В конце дня жара спала, начало вечереть, в лесу стало прохладнее. Уже в сгустившихся сумерках они набрели на едва заметную в кустах дорожку и пошли по ней. Дорожка была заброшенная, давно не езженная, но, казалось, вела в нужном направлении. Спустя недолгое время и вовсе стемнело. Окрестные лесные заросли поглотил ночной мрак, даже вблизи ничего нельзя было увидеть. Идти по дороге можно было лишь наугад, ощупывая землю ногами. Недолго пройдя в темноте, Костя понял, что сбился с пути. Наверно, то же понял и командир, который тихо скомандовал: – «Стой!» Оба они остановились. Из сумрака вскоре подошел Огрызков, они подождали отставшего Тумаша, который, догнав их, раздраженно заговорил:
– И сколько можно? Без отдыха, без привала. Или мы от кого убегаем, или кого догоняем?

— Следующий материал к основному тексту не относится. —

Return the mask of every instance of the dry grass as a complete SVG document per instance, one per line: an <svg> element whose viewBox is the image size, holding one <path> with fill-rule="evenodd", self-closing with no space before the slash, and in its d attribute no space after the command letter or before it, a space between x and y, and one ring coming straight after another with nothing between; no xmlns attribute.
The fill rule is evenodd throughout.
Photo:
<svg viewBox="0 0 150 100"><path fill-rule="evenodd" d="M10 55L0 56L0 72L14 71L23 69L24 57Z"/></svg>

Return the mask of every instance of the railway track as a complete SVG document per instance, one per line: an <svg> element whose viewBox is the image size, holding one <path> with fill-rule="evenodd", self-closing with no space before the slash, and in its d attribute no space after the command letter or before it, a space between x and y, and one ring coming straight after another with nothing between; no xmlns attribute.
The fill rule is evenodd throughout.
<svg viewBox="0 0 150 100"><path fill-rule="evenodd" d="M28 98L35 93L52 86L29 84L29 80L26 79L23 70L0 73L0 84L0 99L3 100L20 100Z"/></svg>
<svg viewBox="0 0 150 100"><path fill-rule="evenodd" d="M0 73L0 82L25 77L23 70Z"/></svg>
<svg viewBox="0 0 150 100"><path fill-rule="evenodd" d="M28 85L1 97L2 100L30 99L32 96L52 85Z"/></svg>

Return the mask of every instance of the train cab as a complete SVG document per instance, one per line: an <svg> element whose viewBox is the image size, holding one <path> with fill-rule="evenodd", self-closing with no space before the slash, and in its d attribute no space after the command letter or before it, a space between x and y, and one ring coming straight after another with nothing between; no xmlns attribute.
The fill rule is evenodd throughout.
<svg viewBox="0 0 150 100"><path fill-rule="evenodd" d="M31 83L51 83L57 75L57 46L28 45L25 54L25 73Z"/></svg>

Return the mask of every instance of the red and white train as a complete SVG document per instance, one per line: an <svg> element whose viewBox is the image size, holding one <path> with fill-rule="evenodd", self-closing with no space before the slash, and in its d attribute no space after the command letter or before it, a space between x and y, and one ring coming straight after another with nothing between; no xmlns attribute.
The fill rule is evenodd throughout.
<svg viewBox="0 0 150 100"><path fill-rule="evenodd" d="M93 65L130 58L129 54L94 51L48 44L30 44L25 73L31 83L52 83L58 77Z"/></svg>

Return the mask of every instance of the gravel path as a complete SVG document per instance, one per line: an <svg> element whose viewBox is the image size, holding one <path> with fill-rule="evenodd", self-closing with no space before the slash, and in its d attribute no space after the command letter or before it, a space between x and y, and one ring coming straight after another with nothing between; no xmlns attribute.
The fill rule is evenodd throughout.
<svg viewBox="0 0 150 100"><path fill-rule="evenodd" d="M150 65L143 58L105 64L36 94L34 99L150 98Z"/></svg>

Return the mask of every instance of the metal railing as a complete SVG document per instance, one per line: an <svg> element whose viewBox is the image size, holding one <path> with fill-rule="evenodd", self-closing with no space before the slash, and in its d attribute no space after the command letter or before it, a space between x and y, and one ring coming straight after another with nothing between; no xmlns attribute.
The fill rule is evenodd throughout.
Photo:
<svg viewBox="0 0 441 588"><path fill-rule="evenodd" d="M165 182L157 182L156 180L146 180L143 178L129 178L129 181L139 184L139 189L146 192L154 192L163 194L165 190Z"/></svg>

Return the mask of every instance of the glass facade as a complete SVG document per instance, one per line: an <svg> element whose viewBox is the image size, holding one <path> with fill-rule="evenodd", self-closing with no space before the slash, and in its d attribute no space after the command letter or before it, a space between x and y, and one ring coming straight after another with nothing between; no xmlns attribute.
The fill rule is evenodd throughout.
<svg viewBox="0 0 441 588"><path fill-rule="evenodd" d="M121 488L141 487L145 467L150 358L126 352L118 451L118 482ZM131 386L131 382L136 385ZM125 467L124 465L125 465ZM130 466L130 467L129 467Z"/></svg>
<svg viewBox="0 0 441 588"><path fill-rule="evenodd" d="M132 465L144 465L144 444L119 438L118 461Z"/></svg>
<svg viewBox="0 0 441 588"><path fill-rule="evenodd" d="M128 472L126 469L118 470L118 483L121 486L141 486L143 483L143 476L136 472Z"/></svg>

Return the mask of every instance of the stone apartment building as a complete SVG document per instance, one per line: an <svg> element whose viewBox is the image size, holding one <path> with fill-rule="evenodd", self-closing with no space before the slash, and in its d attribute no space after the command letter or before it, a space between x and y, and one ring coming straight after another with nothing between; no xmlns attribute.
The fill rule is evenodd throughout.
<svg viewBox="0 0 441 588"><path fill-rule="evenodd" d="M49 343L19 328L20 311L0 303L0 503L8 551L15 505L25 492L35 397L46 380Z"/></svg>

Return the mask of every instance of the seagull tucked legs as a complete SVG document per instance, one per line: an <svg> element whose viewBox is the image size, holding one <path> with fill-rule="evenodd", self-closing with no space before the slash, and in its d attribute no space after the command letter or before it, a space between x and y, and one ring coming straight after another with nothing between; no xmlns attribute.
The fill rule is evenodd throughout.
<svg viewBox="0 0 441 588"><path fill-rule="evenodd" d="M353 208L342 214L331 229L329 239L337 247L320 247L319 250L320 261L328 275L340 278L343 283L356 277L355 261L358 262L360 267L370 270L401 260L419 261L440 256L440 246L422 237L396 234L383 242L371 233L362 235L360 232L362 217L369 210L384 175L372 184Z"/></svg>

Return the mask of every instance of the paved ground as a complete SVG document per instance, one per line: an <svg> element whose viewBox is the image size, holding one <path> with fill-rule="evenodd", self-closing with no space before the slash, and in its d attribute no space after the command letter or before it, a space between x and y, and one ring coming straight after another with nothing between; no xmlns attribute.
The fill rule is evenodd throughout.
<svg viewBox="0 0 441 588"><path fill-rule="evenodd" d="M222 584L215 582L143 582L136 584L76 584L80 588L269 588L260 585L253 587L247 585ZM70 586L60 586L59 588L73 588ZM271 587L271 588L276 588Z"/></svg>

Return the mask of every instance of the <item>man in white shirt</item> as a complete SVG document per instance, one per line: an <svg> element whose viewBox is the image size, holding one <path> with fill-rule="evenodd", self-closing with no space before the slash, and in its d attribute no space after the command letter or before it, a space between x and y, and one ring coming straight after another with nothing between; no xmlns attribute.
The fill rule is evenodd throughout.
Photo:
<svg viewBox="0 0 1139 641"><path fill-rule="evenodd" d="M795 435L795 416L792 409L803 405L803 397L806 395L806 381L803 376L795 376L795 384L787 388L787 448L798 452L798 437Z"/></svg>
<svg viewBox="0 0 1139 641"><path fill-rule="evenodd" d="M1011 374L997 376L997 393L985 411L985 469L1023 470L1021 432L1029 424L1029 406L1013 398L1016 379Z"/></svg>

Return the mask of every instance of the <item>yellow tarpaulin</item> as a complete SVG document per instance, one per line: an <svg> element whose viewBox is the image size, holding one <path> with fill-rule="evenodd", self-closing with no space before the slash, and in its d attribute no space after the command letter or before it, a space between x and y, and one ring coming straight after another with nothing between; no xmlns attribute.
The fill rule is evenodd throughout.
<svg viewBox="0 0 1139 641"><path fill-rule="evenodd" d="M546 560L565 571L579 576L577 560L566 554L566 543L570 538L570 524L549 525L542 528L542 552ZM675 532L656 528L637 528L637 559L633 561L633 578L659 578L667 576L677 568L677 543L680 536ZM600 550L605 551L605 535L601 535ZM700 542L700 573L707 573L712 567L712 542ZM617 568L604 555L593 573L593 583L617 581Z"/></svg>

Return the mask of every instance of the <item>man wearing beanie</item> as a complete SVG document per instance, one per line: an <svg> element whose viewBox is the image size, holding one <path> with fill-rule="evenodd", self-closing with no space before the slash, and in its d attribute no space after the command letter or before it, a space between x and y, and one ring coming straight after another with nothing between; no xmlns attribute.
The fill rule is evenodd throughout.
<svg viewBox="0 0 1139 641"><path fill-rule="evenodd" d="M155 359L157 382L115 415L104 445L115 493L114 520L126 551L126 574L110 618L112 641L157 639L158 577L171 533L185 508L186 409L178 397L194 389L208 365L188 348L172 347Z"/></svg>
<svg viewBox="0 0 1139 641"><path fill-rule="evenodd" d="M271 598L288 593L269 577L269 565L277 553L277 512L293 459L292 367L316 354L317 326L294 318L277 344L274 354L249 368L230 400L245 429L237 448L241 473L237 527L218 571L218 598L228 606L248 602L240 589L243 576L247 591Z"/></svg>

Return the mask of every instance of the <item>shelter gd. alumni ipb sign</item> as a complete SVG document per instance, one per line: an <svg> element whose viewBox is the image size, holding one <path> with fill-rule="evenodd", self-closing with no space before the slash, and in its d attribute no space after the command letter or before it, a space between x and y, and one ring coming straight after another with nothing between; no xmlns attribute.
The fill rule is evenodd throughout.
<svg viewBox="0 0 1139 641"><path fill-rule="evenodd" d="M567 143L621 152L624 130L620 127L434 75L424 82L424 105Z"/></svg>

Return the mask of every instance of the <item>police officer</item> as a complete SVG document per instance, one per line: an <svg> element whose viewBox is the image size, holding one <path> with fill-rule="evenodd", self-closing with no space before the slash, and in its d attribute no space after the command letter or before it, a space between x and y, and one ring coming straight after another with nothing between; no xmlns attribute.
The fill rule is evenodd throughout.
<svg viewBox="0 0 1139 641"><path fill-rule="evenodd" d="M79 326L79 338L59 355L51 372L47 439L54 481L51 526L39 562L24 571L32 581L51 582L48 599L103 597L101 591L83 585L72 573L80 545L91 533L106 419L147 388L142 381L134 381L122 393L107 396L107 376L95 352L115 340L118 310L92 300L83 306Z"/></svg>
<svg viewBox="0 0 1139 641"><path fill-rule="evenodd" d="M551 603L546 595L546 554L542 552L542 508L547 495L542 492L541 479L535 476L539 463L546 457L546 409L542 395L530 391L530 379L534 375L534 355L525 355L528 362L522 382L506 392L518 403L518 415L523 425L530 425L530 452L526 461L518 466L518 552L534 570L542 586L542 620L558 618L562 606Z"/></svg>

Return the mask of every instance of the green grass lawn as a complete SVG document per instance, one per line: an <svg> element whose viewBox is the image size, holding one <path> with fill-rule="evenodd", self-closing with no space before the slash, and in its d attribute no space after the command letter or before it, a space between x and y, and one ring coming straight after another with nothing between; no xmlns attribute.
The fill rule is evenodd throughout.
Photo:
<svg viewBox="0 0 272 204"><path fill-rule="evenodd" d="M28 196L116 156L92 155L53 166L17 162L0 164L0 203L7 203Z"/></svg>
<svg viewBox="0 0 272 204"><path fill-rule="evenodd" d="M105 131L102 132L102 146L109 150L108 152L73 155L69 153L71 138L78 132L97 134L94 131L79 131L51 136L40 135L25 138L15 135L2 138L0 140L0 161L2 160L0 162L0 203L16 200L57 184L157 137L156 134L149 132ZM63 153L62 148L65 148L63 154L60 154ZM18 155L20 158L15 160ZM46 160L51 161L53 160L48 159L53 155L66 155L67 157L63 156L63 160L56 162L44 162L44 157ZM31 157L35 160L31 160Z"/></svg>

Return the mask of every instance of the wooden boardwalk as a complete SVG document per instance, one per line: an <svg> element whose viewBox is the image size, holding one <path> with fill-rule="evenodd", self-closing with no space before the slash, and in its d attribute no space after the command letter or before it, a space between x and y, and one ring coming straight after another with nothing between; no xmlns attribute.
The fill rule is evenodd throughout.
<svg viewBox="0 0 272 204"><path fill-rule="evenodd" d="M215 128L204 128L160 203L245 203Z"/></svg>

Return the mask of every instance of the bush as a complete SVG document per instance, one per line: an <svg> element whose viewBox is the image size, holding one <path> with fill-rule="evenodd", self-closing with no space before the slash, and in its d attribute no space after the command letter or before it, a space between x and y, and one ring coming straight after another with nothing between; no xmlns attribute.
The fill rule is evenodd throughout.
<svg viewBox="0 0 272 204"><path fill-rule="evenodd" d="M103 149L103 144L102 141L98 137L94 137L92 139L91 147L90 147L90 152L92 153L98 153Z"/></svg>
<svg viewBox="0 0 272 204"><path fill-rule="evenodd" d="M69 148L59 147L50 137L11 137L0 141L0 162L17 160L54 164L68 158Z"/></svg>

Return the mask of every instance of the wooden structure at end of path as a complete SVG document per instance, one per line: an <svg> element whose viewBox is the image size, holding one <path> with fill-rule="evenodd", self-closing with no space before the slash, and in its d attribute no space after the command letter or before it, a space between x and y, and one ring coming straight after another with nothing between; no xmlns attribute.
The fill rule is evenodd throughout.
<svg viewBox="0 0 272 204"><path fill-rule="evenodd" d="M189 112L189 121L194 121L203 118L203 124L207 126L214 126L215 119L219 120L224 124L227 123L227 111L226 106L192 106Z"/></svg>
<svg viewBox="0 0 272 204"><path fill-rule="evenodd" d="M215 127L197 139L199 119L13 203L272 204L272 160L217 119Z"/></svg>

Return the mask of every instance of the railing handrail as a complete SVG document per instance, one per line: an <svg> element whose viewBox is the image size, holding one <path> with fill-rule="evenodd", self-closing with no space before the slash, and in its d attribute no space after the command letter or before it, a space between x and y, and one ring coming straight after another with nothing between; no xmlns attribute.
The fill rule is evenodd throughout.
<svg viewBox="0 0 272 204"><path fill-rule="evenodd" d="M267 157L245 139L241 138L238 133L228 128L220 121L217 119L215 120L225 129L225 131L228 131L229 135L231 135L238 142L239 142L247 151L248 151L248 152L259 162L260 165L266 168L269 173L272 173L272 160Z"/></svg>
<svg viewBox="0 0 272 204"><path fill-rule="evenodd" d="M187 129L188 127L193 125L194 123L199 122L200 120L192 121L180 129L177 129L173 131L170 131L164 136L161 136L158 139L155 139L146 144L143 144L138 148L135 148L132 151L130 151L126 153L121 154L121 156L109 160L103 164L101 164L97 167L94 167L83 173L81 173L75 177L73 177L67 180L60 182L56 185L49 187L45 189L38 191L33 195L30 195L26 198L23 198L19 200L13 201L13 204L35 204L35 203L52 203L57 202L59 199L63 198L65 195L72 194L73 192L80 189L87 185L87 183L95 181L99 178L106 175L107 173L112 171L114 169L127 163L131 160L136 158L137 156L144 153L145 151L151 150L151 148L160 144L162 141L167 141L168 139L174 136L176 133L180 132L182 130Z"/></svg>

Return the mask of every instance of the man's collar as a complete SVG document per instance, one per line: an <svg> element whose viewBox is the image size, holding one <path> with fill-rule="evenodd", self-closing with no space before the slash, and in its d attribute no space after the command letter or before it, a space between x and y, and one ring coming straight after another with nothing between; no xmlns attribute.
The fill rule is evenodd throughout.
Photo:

– Ладно, – устало произнес командир.—Отойдем с дороги… На пару часов, все равно уже…
Что – все равно, он не объяснил, сошел с дороги в кустарник, пробрался через колючую чащобу и первым опустился – на повлажневшую от росы траву.
– Садись все!
Они сразу попадали наземь, где кто стоял, сняли вещмешки, вытянули натруженные ноги. Минуту сидели молча, прислушиваясь к таинственным звукам ночи. Где-то с небольшими перерывами настойчиво вел свою песнь турок – ночное насекомое. Лесные окрестности и ночью полнились множеством звуков, которые сейчас были даже явственнее, чем днем. Или все эти звуки сейчас становились более слышными, этого городской житель Огрызков понять не мог. Первый раз ночуя в лесу, он не мог побороть в себе странное, боязливое чувство. Знал же, что все напрасно, ночью в лесу то же, что и днем, а увидеть в темноте почти ничего невозможно. Все, что ни повидится ночью, на деле – причудливое и фальшивое. Ночью каждый куст кажется загадочным, каждое пятно издали таит в себе подозрительный знак. Вернее в ночи слух, но и он нередко подводит, выдавая кажущееся за действительное. Еще с вечера где-то в стороне от их пути таинственно подавала голос, воркала какая-то птица, Тумаш сказал, что это болотная выпь. «Странное какое название», – подумал Огрызков. Ненадолго замолкала, будто задумывалась, потом начинала снова. Или во второй раз была какая-то другая птица? А в кустах поблизости от места, где они остановились, недолго слышалась подозрительная возня-шуршание – может быть, зайца или снова какой-то птицы. Но вряд ли человека, как могло показаться ночью. «Вообще человеком тут и не пахнет», – думал Огрызков. Похоже, они забрались в такую глушь, что везде только кусты да болота и ни одной деревни. Молодцы ребята, знают, где надо партизанить. И напрасно Гусаков дергается, чересчур остерегается. Или что-нибудь предчувствует? Может, у командира какое другое задание, помимо его бесценных наград?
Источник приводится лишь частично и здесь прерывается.